Upgradeable loader (#13689)

sdk/program/src/bpf_loader_upgradeable.rs

@@ -0,0 +1,213 @@
+//! @brief An Upgradeable Solana BPF loader.
+//!
+//! The upgradeable BPF loader is responsible for deploying, upgrading, and
+//! executing BPF programs.  The upgradeable loader allows a program's authority
+//! to update the program at any time.  This ability break's the "code is law"
+//! contract the usually enforces the policy that once a program is on-chain it
+//! becomes immutable.  Because of this, care should be taken before executing
+//! upgradeable programs which still have a functioning authority.  For more
+//! information refer to `loader_upgradeable_instruction.rs`
+
+use crate::{
+    instruction::{AccountMeta, Instruction, InstructionError},
+    loader_upgradeable_instruction::UpgradeableLoaderInstruction,
+    pubkey::Pubkey,
+    system_instruction, sysvar,
+};
+use bincode::serialized_size;
+
+crate::declare_id!("BPFLoaderUpgradeab1e11111111111111111111111");
+
+/// Upgradeable loader account states
+#[derive(Debug, Serialize, Deserialize, PartialEq, Clone, Copy, AbiExample)]
+pub enum UpgradeableLoaderState {
+    /// Account is not initialized.
+    Uninitialized,
+    /// A Buffer account.
+    Buffer,
+    /// An Program account.
+    Program {
+        /// Address of the ProgramData account.
+        programdata_address: Pubkey,
+    },
+    // A ProgramData account.
+    ProgramData {
+        /// Slot that the program was last modified.
+        slot: u64,
+        /// Address of the Program's upgrade authority.
+        upgrade_authority_address: Option<Pubkey>,
+        // The raw program data follows this serialized structure in the
+        // account's data.
+    },
+}
+impl UpgradeableLoaderState {
+    /// Length of an buffer account's data.

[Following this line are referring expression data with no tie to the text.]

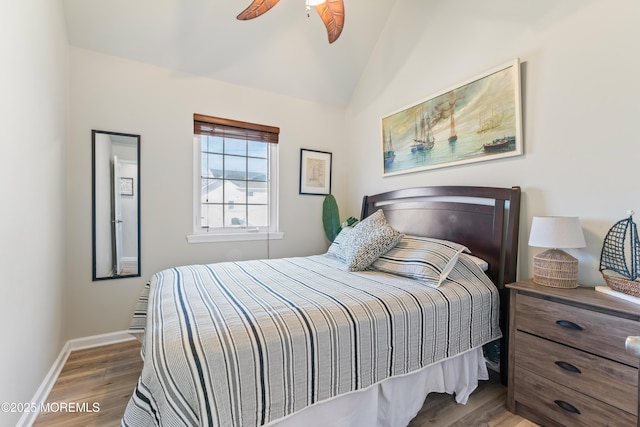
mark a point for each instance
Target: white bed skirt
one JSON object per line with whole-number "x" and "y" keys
{"x": 395, "y": 401}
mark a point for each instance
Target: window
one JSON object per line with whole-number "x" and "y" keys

+    pub fn buffer_len(program_len: usize) -> Result<usize, InstructionError> {
+        Ok(serialized_size(&Self::Buffer)

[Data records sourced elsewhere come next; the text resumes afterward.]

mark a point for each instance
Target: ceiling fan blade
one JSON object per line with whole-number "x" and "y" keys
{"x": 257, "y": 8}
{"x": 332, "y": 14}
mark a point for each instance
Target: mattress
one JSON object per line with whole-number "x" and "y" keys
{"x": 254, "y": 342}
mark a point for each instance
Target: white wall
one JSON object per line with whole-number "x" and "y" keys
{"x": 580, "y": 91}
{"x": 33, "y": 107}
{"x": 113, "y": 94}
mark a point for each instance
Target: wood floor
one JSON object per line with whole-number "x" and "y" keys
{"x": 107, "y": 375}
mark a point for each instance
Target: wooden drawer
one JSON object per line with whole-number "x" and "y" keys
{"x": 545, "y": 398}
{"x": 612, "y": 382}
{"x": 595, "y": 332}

+            .map(|len| len as usize)
+            .map_err(|_| InstructionError::InvalidInstructionData)?
+            + program_len)
+    }
+    /// Offset into the ProgramData account's data of the program bits.

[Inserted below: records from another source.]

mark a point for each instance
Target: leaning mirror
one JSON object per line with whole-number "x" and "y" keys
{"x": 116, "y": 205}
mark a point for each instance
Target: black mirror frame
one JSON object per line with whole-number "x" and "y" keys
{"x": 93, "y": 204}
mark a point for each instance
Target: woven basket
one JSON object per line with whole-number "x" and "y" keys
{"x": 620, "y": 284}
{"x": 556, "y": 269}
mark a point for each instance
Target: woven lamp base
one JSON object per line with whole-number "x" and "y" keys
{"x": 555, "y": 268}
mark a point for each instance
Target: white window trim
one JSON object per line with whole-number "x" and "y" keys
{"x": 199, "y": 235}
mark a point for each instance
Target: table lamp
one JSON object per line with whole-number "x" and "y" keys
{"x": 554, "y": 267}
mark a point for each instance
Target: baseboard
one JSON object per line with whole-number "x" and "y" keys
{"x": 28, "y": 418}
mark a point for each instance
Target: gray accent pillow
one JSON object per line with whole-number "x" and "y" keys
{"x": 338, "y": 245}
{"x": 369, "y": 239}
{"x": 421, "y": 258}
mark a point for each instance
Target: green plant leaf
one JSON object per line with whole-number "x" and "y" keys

+    pub fn buffer_data_offset() -> Result<usize, InstructionError> {
+        Self::buffer_len(0)
+    }
+    /// Length of an executable account's data.
+    pub fn program_len() -> Result<usize, InstructionError> {
+        serialized_size(&Self::Program {
+            programdata_address: Pubkey::default(),
+        })
+        .map(|len| len as usize)
+        .map_err(|_| InstructionError::InvalidInstructionData)
+    }
+    /// Length of a ProgramData account's data.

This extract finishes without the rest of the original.